Let $G$ be the Heisenberg group of order $p^{3}$. This is the subgroup

$$G=\left\{\left(\begin{array}{ccc} 1 & a & x \\ 0 & 1 & b \\ 0 & 0 & 1 \end{array}\right) \mid a, b, x \in \mathbf{F}_{p}\right\}$$

of $3 \times 3$ matrices over the finite field $\mathbf{F}_{p}$ ( $p$ prime).
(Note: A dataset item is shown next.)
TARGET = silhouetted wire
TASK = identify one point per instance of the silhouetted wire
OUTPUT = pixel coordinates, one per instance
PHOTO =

Let $H$ be the subgroup of $G$ of such matrices with $a=0$.

(i) Find all one dimensional representations of $G$.

[You may assume without proof that $[G, G]$ is equal to the set of matrices in $G$ with $a=b=0 .]$

(ii) Let $\psi: \mathbf{F}_{p}=\mathbf{Z} / p \mathbf{Z} \longrightarrow \mathbf{C}^{*}$ be a non-trivial one dimensional representation of $\mathbf{F}_{p}$, and define a one dimensional representation $\rho$ of $H$ by

$$\rho\left(\begin{array}{lll} 1 & 0 & x \\ 0 & 1 & b \\ 0 & 0 & 1 \end{array}\right)=\psi(x)$$

Show that $V_{\psi}=\operatorname{Ind}_{H}^{G}(\rho)$ is irreducible.

(iii) List all the irreducible representations of $G$ and explain why your list is complete.